Insomma non solo il diavolo sta nei dettagli, ma se ti blandisce è per rubarti l’anima, capace di tutto pur di farla franca e la storia degli eredi di Togliatti, del Pci-Pds-Ds-Pd, della gioiosa macchina da guerra è tutta scritta, dai carri d’Ungheria, a tangentopoli, ai crucifige dei governi Berlusconi fino a Mario Monti e a tutto quello che è successi dopo. Per non parlare dei grillini che figli della stessa cultura hanno cambiato pelle mille volte senza cambiare il vizio originale dell’invidia sociale, del giustizialismo, dell’occhietto ai totalitarismi comunisti, del principio tasse e manette, dello sperpero statale contro l’idea dello sviluppo industriale e infrastrutturale a meno che non fosse a loro funzionale e provenisse dall’impero celeste, comunista e antioccidentale.

A questa gente che è incapace di governare, l’abbiamo visto a Roma, resta da fare solo un’opposizione netta e chiara, perché prima o poi torneremo al voto e saranno gli italiani piuttosto che il palazzo e le forzature a scegliere da chi farsi governare, con quale programma e quali idee. Questo governo ci sta portando dritti contro un muro, è dall’inizio che sbaglia scelte e decisioni, c’è poco da incontrare per trattare quando il punto di partenza per rilanciare, anzi, riscrivere l’Italia come dice Conte è l’esatto opposto, uno a ponente e l’altro a levante.

Qui non si tratta della passerella degli Stati generali, dai quali nulla è uscito che già non si sapesse e molto bene, del narcisismo autoreferenziale del Premier che nell’ennesima conferenza di chiusura li ha magnificati come un successo oltre misura, si tratta di matrice culturale, una comunista e l’altra liberale, punto. Ecco perché c’è poco di fare discorsoni pieni di paroloni come di sfondoni, perché sia chiaro da plus a virus sono latinismi che vanno pronunciati bene e non trasformati in vairus e plas come fossero inglesismi e ci sorprende che un esperto del diritto che è pieno di citazioni latine visto che il diritto privato è stato inventato dai romani, non li pronunci come sarebbe giusto, plus e virus.

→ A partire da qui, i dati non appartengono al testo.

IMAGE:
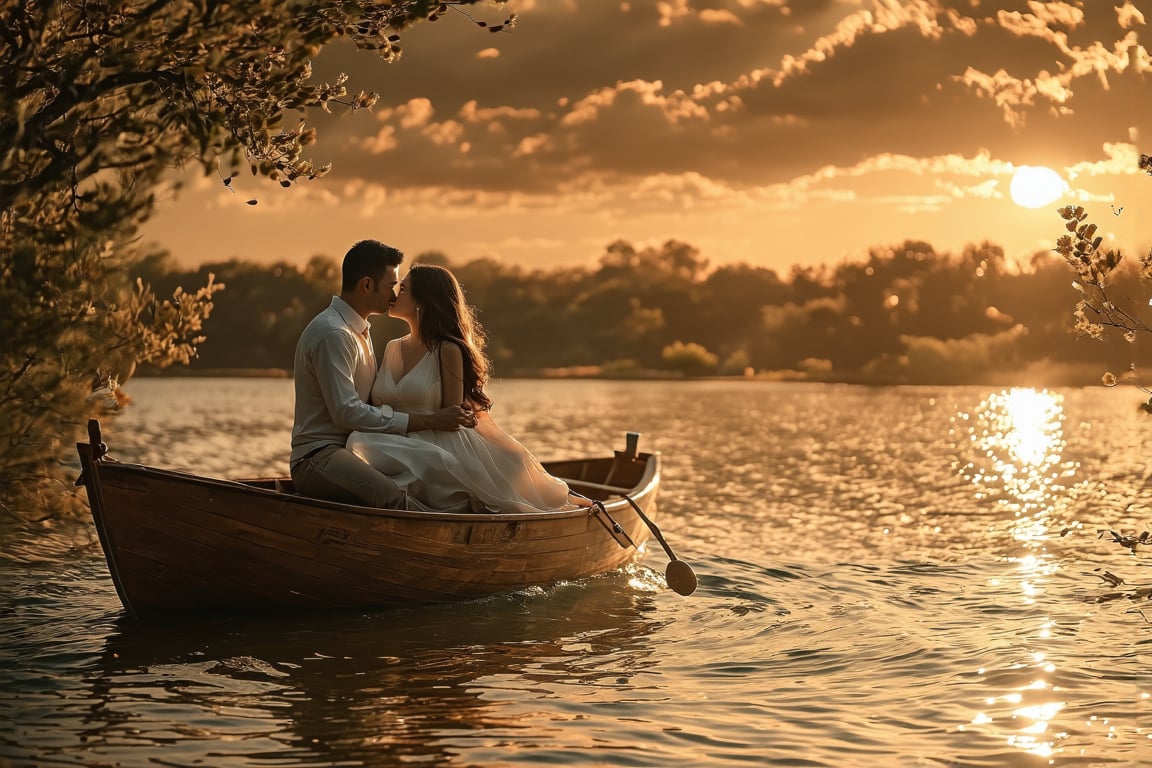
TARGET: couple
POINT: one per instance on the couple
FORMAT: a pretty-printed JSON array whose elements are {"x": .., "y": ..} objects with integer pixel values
[{"x": 414, "y": 432}]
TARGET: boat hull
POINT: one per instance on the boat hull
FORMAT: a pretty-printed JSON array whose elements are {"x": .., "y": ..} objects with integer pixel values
[{"x": 179, "y": 542}]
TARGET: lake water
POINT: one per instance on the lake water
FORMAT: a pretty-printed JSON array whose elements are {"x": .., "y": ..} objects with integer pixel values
[{"x": 888, "y": 577}]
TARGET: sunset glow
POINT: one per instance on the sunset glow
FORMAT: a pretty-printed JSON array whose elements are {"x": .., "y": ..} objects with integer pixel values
[
  {"x": 774, "y": 134},
  {"x": 1035, "y": 187}
]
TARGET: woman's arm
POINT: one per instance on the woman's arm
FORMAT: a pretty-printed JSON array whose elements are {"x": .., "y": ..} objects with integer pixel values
[{"x": 452, "y": 374}]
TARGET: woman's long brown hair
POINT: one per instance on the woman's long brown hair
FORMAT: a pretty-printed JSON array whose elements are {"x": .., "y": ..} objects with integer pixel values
[{"x": 445, "y": 316}]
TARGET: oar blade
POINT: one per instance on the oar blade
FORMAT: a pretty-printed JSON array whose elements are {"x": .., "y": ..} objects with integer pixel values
[{"x": 680, "y": 577}]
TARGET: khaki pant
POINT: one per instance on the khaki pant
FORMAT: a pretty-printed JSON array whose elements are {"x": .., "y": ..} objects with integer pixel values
[{"x": 335, "y": 473}]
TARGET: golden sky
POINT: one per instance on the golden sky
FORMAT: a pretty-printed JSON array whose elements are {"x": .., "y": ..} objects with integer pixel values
[{"x": 775, "y": 132}]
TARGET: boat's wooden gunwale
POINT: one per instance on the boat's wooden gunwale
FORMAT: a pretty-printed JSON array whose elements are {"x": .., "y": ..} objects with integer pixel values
[{"x": 176, "y": 541}]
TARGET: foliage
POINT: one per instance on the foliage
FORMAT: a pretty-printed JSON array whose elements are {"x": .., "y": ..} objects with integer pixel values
[
  {"x": 98, "y": 101},
  {"x": 906, "y": 314},
  {"x": 1103, "y": 274}
]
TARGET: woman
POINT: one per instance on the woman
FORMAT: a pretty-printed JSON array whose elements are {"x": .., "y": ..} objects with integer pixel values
[{"x": 441, "y": 363}]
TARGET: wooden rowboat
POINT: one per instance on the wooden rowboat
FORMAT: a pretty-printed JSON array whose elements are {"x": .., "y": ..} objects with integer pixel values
[{"x": 179, "y": 542}]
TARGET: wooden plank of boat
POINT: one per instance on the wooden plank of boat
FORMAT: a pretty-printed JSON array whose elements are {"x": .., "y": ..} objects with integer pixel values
[{"x": 180, "y": 542}]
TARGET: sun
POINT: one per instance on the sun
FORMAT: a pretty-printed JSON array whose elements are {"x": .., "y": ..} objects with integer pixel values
[{"x": 1036, "y": 185}]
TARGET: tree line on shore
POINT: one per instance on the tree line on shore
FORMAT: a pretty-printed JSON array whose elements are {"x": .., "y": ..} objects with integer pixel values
[{"x": 903, "y": 314}]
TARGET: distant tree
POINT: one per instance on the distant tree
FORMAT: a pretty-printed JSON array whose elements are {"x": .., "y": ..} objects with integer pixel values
[
  {"x": 98, "y": 101},
  {"x": 691, "y": 359}
]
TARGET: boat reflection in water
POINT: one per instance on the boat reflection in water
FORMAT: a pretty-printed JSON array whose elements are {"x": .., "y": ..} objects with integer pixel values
[{"x": 378, "y": 689}]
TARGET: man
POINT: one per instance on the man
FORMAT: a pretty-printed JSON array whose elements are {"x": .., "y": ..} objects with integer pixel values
[{"x": 333, "y": 373}]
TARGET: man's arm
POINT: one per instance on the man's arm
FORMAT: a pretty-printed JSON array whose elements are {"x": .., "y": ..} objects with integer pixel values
[
  {"x": 334, "y": 360},
  {"x": 447, "y": 419}
]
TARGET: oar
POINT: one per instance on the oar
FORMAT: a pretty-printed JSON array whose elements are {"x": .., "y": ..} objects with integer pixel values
[{"x": 679, "y": 575}]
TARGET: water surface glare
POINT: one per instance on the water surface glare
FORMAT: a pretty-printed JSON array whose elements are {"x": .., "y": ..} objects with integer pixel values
[{"x": 888, "y": 577}]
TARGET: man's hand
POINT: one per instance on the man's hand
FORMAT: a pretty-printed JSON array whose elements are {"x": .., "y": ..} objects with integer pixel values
[{"x": 447, "y": 419}]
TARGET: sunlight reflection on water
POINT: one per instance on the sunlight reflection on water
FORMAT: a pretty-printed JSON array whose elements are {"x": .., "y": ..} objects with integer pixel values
[{"x": 884, "y": 582}]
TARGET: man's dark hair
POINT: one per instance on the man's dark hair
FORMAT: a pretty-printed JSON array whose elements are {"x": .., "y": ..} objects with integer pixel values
[{"x": 368, "y": 258}]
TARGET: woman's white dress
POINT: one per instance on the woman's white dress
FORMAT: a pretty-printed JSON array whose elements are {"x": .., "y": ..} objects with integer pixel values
[{"x": 480, "y": 469}]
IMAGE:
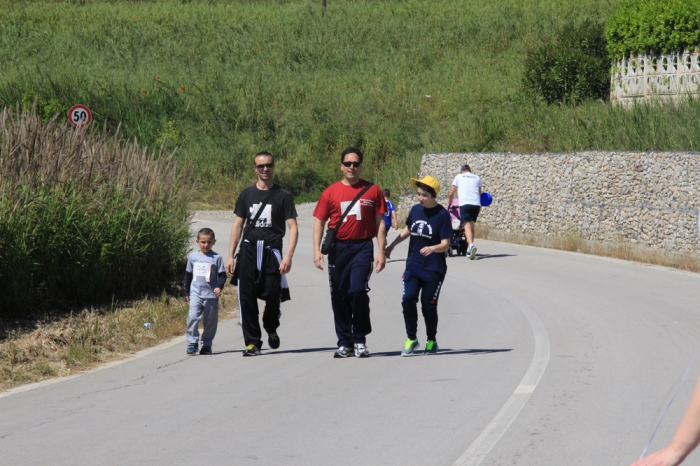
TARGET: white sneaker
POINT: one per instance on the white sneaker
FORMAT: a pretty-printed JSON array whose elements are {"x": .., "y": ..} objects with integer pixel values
[{"x": 361, "y": 350}]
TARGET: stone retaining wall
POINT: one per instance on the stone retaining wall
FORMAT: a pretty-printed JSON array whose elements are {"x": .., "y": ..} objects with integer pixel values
[{"x": 645, "y": 198}]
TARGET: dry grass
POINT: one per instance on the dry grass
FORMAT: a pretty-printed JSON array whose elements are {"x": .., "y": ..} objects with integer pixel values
[
  {"x": 572, "y": 241},
  {"x": 84, "y": 215},
  {"x": 72, "y": 344}
]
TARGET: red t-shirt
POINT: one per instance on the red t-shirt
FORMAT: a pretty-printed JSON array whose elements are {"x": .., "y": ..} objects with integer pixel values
[{"x": 359, "y": 223}]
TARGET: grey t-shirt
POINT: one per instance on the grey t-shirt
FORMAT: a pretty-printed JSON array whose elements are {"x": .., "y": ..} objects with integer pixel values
[{"x": 205, "y": 269}]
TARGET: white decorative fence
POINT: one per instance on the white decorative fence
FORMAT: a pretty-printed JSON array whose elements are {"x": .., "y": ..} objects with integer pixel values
[{"x": 647, "y": 77}]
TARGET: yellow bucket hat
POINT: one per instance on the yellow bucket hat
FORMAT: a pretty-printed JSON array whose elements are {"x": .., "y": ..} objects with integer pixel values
[{"x": 428, "y": 181}]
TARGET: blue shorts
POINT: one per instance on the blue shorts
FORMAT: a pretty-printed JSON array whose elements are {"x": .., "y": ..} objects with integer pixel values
[{"x": 469, "y": 212}]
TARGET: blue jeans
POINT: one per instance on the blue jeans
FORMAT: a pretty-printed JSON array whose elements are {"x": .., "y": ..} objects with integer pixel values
[
  {"x": 427, "y": 283},
  {"x": 349, "y": 268}
]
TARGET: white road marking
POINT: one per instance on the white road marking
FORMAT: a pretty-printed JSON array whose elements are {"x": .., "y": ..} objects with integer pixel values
[{"x": 498, "y": 426}]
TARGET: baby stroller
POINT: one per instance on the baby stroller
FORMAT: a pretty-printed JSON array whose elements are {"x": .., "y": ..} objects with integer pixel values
[{"x": 458, "y": 244}]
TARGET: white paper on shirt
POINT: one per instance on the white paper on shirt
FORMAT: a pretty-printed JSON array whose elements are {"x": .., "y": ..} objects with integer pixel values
[
  {"x": 356, "y": 210},
  {"x": 201, "y": 269}
]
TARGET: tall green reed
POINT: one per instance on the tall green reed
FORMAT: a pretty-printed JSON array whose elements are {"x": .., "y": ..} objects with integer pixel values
[{"x": 84, "y": 216}]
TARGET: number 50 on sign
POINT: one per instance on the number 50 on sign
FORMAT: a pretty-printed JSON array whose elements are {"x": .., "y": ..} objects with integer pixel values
[{"x": 79, "y": 116}]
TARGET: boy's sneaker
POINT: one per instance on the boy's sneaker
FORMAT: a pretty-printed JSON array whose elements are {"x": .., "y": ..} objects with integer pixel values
[
  {"x": 410, "y": 347},
  {"x": 342, "y": 352},
  {"x": 430, "y": 347},
  {"x": 251, "y": 350},
  {"x": 361, "y": 350}
]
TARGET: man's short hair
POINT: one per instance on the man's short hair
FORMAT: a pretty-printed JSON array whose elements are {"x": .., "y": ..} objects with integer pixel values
[
  {"x": 425, "y": 187},
  {"x": 206, "y": 232},
  {"x": 351, "y": 150},
  {"x": 264, "y": 154}
]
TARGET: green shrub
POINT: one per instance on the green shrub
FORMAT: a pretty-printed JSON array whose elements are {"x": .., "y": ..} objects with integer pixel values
[
  {"x": 83, "y": 216},
  {"x": 653, "y": 26},
  {"x": 573, "y": 66}
]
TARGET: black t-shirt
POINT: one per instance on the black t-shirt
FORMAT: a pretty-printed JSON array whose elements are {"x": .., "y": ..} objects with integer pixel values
[
  {"x": 271, "y": 224},
  {"x": 428, "y": 228}
]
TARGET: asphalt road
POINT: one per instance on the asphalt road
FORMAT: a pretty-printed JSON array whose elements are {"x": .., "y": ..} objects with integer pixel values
[{"x": 549, "y": 358}]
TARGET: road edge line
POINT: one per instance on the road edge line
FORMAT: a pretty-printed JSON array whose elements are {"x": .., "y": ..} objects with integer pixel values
[{"x": 498, "y": 426}]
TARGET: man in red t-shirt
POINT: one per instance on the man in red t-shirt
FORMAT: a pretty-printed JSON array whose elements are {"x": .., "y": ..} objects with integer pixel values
[{"x": 351, "y": 260}]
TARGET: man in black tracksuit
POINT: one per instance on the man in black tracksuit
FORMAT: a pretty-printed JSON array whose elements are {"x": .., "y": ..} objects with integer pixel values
[{"x": 261, "y": 265}]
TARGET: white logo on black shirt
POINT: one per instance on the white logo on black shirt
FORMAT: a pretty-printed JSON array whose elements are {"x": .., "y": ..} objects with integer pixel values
[
  {"x": 418, "y": 229},
  {"x": 265, "y": 219}
]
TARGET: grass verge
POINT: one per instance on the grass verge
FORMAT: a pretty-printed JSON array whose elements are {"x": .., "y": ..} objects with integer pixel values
[
  {"x": 572, "y": 241},
  {"x": 67, "y": 345}
]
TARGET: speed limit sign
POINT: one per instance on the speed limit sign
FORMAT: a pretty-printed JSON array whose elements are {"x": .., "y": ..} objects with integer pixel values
[{"x": 79, "y": 116}]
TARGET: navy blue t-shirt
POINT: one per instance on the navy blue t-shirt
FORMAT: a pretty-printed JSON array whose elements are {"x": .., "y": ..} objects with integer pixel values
[{"x": 428, "y": 227}]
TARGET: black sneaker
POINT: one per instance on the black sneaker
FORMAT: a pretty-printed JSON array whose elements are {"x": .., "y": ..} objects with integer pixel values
[
  {"x": 361, "y": 350},
  {"x": 431, "y": 347},
  {"x": 342, "y": 352},
  {"x": 251, "y": 350}
]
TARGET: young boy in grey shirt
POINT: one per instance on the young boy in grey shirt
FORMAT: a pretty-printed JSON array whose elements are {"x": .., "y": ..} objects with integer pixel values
[{"x": 205, "y": 277}]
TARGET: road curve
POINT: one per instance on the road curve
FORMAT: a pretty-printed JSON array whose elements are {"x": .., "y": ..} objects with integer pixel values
[{"x": 618, "y": 338}]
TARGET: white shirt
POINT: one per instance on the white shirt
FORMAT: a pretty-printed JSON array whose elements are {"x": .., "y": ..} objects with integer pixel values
[{"x": 468, "y": 185}]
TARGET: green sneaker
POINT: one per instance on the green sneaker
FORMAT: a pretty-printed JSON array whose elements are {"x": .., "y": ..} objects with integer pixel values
[
  {"x": 410, "y": 347},
  {"x": 430, "y": 347}
]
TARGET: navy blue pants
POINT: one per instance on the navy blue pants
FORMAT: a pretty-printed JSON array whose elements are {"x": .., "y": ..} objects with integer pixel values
[
  {"x": 349, "y": 268},
  {"x": 427, "y": 283}
]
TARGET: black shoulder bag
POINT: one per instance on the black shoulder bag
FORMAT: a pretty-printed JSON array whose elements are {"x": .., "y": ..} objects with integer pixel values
[
  {"x": 244, "y": 235},
  {"x": 329, "y": 240}
]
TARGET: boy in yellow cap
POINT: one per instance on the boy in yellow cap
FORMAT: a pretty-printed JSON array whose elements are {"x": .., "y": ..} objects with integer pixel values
[{"x": 430, "y": 229}]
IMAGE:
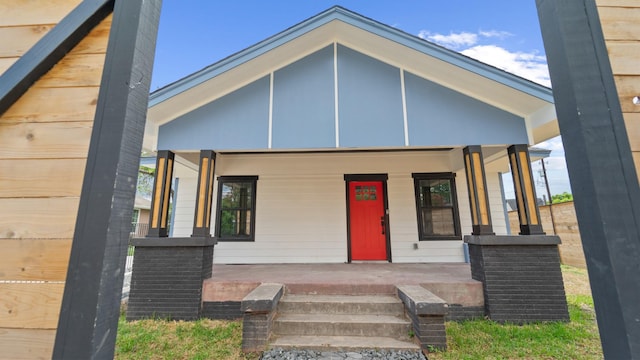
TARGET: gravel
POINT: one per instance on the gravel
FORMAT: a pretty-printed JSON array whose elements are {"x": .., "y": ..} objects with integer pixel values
[{"x": 298, "y": 354}]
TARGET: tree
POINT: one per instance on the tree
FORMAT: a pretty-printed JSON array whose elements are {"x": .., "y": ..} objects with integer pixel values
[{"x": 560, "y": 198}]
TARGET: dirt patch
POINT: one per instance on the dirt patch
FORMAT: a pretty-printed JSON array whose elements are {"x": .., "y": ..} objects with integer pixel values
[{"x": 576, "y": 281}]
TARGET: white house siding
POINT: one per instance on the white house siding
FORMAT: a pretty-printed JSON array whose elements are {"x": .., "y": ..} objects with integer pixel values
[
  {"x": 185, "y": 204},
  {"x": 301, "y": 206}
]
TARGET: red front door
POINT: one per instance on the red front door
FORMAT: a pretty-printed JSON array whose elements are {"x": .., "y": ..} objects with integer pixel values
[{"x": 367, "y": 224}]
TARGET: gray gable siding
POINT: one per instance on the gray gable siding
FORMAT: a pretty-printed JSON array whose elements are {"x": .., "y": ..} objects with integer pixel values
[
  {"x": 303, "y": 103},
  {"x": 239, "y": 120},
  {"x": 437, "y": 115},
  {"x": 369, "y": 101},
  {"x": 370, "y": 111}
]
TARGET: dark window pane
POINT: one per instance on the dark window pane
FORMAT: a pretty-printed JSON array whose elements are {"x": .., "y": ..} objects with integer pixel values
[
  {"x": 235, "y": 223},
  {"x": 435, "y": 192},
  {"x": 236, "y": 195},
  {"x": 438, "y": 222}
]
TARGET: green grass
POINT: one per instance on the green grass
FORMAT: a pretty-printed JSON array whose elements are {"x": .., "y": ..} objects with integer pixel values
[
  {"x": 165, "y": 339},
  {"x": 478, "y": 339},
  {"x": 483, "y": 339}
]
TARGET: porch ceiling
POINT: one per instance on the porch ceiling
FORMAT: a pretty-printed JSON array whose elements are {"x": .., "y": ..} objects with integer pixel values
[{"x": 505, "y": 91}]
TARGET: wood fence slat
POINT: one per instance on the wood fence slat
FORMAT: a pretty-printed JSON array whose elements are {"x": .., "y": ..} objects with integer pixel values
[
  {"x": 45, "y": 140},
  {"x": 35, "y": 259},
  {"x": 74, "y": 71},
  {"x": 20, "y": 12},
  {"x": 30, "y": 305},
  {"x": 26, "y": 344},
  {"x": 619, "y": 23},
  {"x": 16, "y": 40},
  {"x": 5, "y": 63},
  {"x": 46, "y": 218},
  {"x": 624, "y": 57},
  {"x": 628, "y": 87},
  {"x": 617, "y": 3},
  {"x": 632, "y": 124},
  {"x": 53, "y": 105},
  {"x": 24, "y": 177}
]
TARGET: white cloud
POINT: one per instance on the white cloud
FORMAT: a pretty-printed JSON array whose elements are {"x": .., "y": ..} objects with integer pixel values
[
  {"x": 495, "y": 34},
  {"x": 527, "y": 65},
  {"x": 482, "y": 46},
  {"x": 453, "y": 40}
]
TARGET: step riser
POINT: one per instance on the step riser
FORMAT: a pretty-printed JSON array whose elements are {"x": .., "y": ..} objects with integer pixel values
[
  {"x": 396, "y": 309},
  {"x": 398, "y": 331}
]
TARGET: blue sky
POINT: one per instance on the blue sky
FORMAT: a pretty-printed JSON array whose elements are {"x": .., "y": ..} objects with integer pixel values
[{"x": 504, "y": 33}]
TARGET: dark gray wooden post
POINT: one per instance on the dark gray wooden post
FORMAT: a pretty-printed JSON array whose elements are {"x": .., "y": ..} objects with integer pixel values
[
  {"x": 88, "y": 320},
  {"x": 603, "y": 176}
]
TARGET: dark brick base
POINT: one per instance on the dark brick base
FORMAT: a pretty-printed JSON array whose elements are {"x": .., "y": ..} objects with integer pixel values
[
  {"x": 461, "y": 313},
  {"x": 521, "y": 278},
  {"x": 223, "y": 310},
  {"x": 166, "y": 281}
]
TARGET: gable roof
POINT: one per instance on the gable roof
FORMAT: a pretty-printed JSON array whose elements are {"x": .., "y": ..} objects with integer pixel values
[{"x": 451, "y": 69}]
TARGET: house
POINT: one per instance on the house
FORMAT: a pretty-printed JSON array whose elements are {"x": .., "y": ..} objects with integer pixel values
[{"x": 341, "y": 139}]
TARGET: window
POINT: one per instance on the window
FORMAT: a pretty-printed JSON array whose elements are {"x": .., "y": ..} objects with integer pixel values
[
  {"x": 436, "y": 204},
  {"x": 236, "y": 216}
]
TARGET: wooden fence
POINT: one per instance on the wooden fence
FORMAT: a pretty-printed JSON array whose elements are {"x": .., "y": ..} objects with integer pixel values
[{"x": 44, "y": 139}]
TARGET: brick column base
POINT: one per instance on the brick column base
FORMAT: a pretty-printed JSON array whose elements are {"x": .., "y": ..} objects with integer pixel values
[
  {"x": 167, "y": 277},
  {"x": 521, "y": 277}
]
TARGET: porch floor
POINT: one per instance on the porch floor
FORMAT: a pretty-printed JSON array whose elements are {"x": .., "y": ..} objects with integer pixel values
[{"x": 450, "y": 281}]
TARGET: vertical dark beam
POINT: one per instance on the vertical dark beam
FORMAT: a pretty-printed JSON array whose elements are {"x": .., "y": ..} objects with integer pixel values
[
  {"x": 159, "y": 214},
  {"x": 478, "y": 194},
  {"x": 601, "y": 169},
  {"x": 91, "y": 304}
]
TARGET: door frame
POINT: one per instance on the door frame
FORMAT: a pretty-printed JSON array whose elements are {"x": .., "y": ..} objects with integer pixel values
[{"x": 368, "y": 177}]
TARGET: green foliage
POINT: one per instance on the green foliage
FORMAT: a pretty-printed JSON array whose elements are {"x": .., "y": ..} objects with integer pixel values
[
  {"x": 166, "y": 339},
  {"x": 560, "y": 198},
  {"x": 483, "y": 339}
]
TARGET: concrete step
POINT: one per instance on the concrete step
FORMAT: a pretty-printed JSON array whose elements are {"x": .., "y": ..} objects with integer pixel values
[
  {"x": 341, "y": 304},
  {"x": 342, "y": 325},
  {"x": 343, "y": 343}
]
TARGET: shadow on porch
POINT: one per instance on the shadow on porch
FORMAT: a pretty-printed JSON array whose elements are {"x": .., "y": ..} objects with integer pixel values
[{"x": 450, "y": 281}]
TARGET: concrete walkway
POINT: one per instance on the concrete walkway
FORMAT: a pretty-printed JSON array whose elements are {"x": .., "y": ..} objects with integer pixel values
[{"x": 450, "y": 281}]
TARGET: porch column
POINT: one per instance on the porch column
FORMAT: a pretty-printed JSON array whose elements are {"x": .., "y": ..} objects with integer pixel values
[
  {"x": 158, "y": 218},
  {"x": 204, "y": 197},
  {"x": 477, "y": 185},
  {"x": 526, "y": 200},
  {"x": 521, "y": 276},
  {"x": 168, "y": 272}
]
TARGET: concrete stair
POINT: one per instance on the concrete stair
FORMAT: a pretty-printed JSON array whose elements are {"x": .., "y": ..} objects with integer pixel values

Insomma per finire, Il centrodestra, accogliendo l’invito del colle ha già provato ad essere ascoltato, col risultato di una grossa presa in giro, ecco perché abboccare al nuovo trappolone sarebbe come dire, sbagliare è umano perseverare è diabolico, con la grossa differenza che il diavolo però sta tutto nel governo e nella maggioranza.